Written By: Great-Great-Great-Grand Niece, Laurie Goodman Lenz
Peter Lee Stratton
Peter Lee Stratton, born April 24, 1827 in Fluvanna
Co, died January 21, 1910 in the Stonewall area of Appomattox Co., Va. His wife was Elizabeth (Betty) Woodson LeGrand, was born in 1832 in a house overlooking Stonewall Creek
in what was part of Campbell Co. at the time later to become Appomattox Co.. when it was formed in 1845. Betty died October
5, 1911 in Appomattox. Peter was a carpenter and
farmer and with his bride, Betty, had nine children, seven of which lived to be adults. They bought a farm in 1859 in what
was known as Spanish Oaks, near Stonewall, where they raised
their family and are buried at Hebron Baptist Church.
Corporal Peter Stratton fought in the War Between
the States, first serving in Capt. Robert R. Kyle's Co. Va. Heavy Arty. and later under Capt. James F. Chalmer's Co. (Co.
A, 19th Bn, Va.

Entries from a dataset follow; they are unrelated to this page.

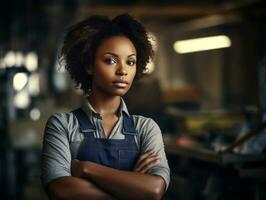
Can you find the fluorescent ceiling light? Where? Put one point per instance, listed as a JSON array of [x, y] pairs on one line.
[[202, 44]]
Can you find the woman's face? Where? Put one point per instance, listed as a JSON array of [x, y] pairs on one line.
[[115, 66]]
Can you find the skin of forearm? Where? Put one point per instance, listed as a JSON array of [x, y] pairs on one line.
[[122, 184], [69, 188]]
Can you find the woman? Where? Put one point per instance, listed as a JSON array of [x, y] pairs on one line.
[[100, 151]]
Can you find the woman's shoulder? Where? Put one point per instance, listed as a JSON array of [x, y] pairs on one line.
[[64, 119]]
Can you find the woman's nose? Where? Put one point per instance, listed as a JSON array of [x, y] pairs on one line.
[[121, 70]]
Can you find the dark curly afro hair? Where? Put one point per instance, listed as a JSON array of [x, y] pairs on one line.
[[83, 39]]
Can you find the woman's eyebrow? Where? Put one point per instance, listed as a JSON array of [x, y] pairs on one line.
[[115, 55]]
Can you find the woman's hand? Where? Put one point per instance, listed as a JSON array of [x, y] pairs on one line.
[[146, 161]]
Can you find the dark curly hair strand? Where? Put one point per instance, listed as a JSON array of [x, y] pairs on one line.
[[83, 39]]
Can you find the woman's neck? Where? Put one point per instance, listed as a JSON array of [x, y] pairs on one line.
[[106, 105]]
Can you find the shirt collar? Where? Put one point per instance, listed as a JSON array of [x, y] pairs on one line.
[[90, 111]]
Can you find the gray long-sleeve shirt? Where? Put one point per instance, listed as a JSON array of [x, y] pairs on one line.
[[62, 138]]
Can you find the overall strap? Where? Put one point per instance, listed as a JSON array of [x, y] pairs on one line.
[[128, 126], [85, 124]]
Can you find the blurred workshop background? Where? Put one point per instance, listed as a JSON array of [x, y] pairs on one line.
[[206, 88]]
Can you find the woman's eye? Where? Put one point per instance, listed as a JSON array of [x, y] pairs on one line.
[[109, 61], [131, 62]]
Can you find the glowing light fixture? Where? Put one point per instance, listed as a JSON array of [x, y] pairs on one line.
[[10, 59], [31, 61], [34, 84], [35, 114], [22, 99], [19, 81], [202, 44], [19, 59]]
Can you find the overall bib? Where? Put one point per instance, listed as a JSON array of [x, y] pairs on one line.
[[118, 154]]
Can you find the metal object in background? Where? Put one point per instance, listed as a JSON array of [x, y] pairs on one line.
[[7, 163]]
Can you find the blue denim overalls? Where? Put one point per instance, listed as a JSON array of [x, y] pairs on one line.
[[118, 154]]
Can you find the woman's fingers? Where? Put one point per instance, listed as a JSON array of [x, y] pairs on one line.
[[149, 166], [147, 162], [143, 157]]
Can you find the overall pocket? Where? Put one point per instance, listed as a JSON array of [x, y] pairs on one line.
[[127, 159]]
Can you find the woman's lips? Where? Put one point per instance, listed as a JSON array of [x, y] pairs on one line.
[[120, 84]]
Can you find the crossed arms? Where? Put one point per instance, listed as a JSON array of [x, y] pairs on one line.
[[93, 181]]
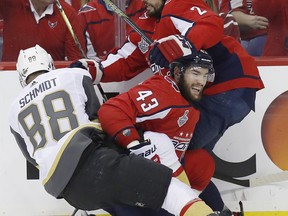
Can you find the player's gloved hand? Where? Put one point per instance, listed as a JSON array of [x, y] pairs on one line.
[[95, 68], [144, 149], [168, 49]]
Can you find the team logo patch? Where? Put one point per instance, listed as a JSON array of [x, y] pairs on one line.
[[143, 45], [52, 24], [183, 119]]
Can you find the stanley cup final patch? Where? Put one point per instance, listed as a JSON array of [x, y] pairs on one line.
[[143, 46], [183, 119]]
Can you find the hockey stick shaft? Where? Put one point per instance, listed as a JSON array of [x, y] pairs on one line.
[[258, 181], [69, 26], [128, 20]]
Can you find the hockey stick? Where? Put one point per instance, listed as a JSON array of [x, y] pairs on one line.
[[69, 26], [258, 181], [127, 19]]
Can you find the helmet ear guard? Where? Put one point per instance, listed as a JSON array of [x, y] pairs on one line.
[[32, 60], [200, 59]]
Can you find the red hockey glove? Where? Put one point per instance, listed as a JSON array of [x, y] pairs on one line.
[[144, 149], [95, 68], [168, 49]]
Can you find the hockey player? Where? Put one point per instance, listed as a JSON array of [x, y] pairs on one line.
[[227, 100], [51, 120], [30, 22], [147, 107]]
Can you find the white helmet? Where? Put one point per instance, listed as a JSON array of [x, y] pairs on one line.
[[32, 60]]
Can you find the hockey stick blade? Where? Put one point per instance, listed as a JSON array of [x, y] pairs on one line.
[[258, 181], [127, 19]]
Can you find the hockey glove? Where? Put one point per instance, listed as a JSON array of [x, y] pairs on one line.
[[144, 149], [95, 68], [168, 49]]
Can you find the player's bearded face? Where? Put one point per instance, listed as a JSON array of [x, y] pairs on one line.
[[191, 84], [154, 7]]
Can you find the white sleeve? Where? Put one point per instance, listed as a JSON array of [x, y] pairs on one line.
[[165, 149]]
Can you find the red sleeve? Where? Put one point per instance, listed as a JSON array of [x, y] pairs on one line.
[[72, 51], [118, 119], [204, 39]]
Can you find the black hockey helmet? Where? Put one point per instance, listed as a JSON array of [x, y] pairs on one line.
[[198, 59]]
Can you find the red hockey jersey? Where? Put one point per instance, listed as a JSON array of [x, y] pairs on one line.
[[21, 31], [234, 68], [155, 105]]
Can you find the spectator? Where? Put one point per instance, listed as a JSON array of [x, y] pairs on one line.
[[27, 23], [99, 19], [226, 101], [77, 4], [253, 28], [71, 153], [276, 11], [231, 27], [146, 107]]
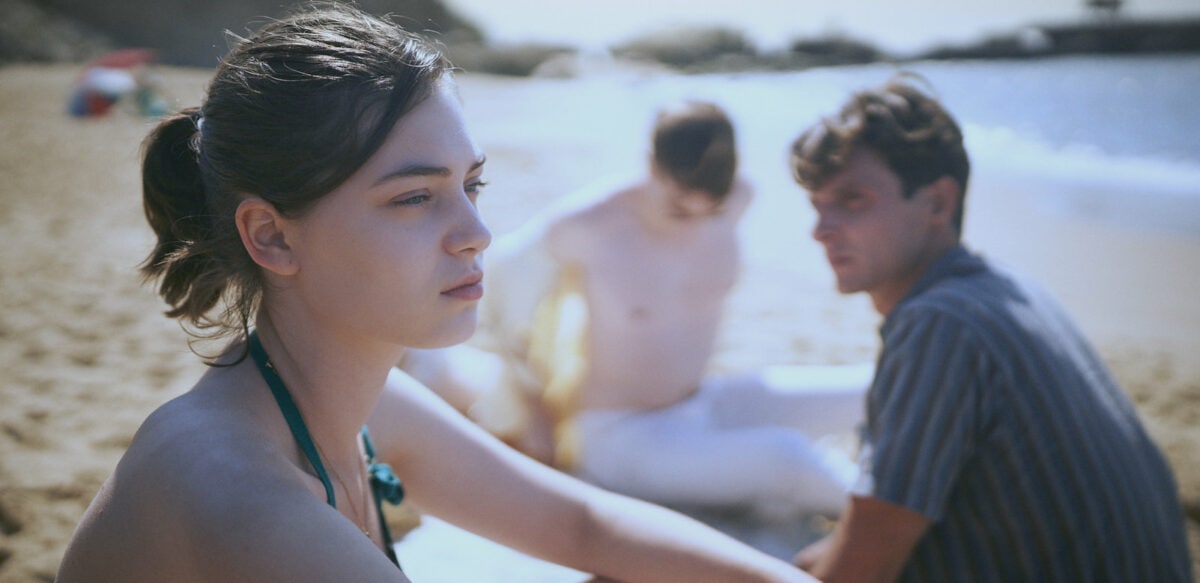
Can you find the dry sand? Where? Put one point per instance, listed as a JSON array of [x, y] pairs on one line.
[[87, 354]]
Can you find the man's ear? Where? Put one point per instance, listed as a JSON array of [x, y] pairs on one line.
[[943, 199], [262, 230]]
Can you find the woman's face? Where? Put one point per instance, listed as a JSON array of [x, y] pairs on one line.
[[394, 252]]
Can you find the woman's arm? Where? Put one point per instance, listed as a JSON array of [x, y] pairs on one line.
[[455, 470]]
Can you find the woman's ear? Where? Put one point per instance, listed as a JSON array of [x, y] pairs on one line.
[[262, 230]]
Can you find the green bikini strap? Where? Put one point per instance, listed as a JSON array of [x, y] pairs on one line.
[[291, 413]]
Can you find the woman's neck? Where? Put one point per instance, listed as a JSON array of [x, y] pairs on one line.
[[334, 384]]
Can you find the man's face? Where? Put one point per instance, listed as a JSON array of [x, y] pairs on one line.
[[875, 239]]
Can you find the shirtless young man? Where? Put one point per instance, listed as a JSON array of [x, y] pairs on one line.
[[653, 264]]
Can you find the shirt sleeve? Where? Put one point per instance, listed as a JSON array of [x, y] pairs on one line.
[[925, 410]]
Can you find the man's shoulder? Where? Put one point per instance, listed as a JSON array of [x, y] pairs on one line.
[[597, 217]]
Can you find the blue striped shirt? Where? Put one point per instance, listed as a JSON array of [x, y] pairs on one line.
[[993, 416]]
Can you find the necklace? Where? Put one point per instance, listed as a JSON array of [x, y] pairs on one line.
[[364, 524], [280, 390]]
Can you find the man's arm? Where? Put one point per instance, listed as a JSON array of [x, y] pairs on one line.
[[871, 544]]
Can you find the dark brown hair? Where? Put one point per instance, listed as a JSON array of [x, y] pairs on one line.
[[913, 133], [694, 144], [292, 112]]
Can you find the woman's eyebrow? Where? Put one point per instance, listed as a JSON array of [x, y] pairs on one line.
[[420, 169]]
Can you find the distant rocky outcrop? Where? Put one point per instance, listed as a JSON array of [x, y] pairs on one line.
[[183, 31]]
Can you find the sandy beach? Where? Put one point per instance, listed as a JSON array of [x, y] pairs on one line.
[[87, 353]]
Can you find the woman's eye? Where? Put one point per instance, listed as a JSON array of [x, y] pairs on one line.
[[413, 200], [475, 187]]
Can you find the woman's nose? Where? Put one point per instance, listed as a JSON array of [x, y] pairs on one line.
[[469, 235]]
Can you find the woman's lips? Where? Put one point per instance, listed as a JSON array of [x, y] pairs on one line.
[[469, 288]]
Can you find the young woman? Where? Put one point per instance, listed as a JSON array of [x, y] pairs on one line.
[[319, 208]]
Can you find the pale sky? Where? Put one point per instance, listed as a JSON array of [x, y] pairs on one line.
[[891, 24]]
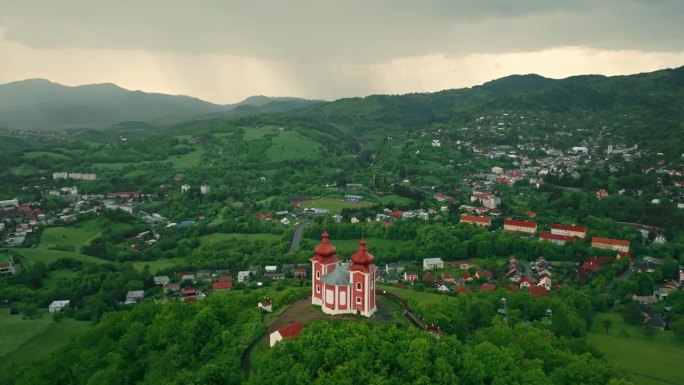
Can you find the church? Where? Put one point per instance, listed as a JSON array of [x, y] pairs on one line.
[[343, 287]]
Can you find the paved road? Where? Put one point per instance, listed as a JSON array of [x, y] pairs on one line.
[[298, 235]]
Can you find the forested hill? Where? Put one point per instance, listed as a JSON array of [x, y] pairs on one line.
[[655, 99], [38, 104]]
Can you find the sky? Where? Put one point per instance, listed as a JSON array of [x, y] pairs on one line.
[[224, 51]]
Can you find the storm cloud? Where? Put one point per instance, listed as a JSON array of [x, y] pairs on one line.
[[331, 49]]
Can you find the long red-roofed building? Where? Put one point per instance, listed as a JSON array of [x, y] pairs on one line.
[[569, 230], [610, 244], [555, 238], [290, 331], [520, 226], [475, 220]]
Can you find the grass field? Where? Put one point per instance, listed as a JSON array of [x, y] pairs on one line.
[[290, 145], [189, 160], [156, 266], [253, 133], [37, 154], [397, 200], [334, 205], [346, 247], [644, 358], [216, 237], [31, 340]]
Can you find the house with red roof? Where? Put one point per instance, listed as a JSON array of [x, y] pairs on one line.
[[610, 244], [569, 230], [475, 220], [555, 238], [520, 226], [602, 193], [290, 331], [222, 285], [525, 282], [537, 291]]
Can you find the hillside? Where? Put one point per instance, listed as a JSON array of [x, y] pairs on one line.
[[38, 104]]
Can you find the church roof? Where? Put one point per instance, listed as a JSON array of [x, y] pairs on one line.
[[339, 276], [325, 251]]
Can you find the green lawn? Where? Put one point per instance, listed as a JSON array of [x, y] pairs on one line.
[[253, 133], [31, 340], [158, 265], [189, 160], [641, 356], [397, 200], [290, 145], [334, 205], [53, 155], [216, 237]]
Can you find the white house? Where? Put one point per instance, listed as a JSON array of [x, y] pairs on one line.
[[289, 331], [134, 296], [57, 306], [243, 276], [433, 263]]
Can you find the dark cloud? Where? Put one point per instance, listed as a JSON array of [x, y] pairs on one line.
[[352, 31]]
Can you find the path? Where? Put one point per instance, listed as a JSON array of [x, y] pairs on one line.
[[298, 235]]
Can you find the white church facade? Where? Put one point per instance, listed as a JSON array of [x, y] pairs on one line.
[[343, 287]]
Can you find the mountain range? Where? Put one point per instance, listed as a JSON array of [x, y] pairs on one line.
[[39, 104]]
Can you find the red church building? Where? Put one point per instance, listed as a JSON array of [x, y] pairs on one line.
[[343, 287]]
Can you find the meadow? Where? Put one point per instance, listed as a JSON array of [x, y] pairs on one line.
[[29, 340], [334, 205], [649, 360]]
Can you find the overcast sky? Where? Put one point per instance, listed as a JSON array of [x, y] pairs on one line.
[[224, 51]]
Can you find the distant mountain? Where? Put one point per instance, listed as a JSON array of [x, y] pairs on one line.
[[38, 104]]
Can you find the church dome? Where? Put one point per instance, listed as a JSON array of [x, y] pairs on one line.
[[325, 249], [362, 256]]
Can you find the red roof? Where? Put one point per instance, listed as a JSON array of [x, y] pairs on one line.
[[538, 291], [555, 237], [610, 242], [292, 330], [222, 285], [558, 226], [476, 219], [514, 222], [487, 287]]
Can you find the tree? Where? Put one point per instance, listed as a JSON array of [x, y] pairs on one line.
[[607, 322]]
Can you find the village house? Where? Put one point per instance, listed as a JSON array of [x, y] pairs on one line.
[[134, 296], [480, 221], [555, 238], [433, 264], [266, 305], [569, 230], [57, 306], [289, 331], [520, 226], [610, 244]]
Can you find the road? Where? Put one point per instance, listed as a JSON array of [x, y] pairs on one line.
[[298, 235]]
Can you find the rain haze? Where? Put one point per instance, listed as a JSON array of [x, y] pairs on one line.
[[224, 51]]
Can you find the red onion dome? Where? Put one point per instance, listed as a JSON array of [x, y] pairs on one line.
[[325, 249], [362, 256]]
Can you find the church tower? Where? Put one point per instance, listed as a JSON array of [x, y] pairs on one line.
[[362, 279], [343, 287], [323, 262]]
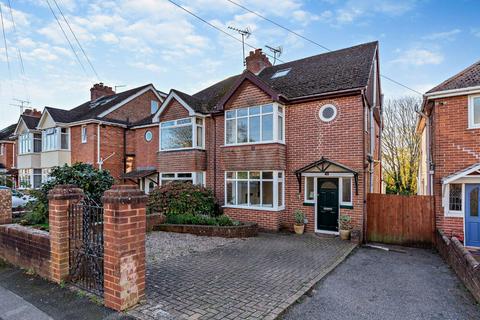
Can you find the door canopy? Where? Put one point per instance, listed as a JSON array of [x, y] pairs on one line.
[[326, 168]]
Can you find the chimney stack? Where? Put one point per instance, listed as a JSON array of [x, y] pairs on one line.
[[257, 61], [32, 113], [100, 90]]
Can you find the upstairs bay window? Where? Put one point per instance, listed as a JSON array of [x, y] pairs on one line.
[[55, 139], [182, 134], [263, 190], [29, 142], [258, 124]]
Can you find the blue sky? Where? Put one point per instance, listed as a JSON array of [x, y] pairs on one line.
[[151, 41]]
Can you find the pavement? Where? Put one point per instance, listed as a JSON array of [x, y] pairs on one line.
[[256, 278], [375, 284], [25, 297]]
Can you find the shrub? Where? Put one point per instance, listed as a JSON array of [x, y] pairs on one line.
[[92, 181], [201, 220], [182, 198]]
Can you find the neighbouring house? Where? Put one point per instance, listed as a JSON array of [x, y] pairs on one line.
[[7, 156], [449, 126], [95, 132], [29, 148], [299, 135]]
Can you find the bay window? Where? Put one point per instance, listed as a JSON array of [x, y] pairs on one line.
[[192, 177], [182, 134], [55, 139], [258, 124], [262, 190]]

Heavy Arty.
Peter was present during the Battle of Appomattox
and the Surrender in April of 1865. Following the Surrender, the Yankee soldiers were to collect all of the good horses and
take them up north. Even though officers were allowed to keep their mounts, Peter asked if he would be allowed to keep his
horse being told that if he could catch one loose he could have it. As luck would have it he somehow "found" a horse which
had "become" untied and then he caught it, after which he drove a nail into the horse' hoof causing him to limp.
The Shearer brothers, both officers who lived
two farms past Peter and Betty's home, as they were leaving the village of Appomattox Court House, were showing their "Paroled
Prisoner's Pass" to the guards who allowed them to go on their way. Peter, riding his limping horse, came up to the guards,
held up his papers and said "Mine, says the same as theirs" and he never slowed up but kept on riding past.
After removing the nail, Peter rode his horse
home just in time to plant the spring crops. That year he said he raised the largest crop of com ever.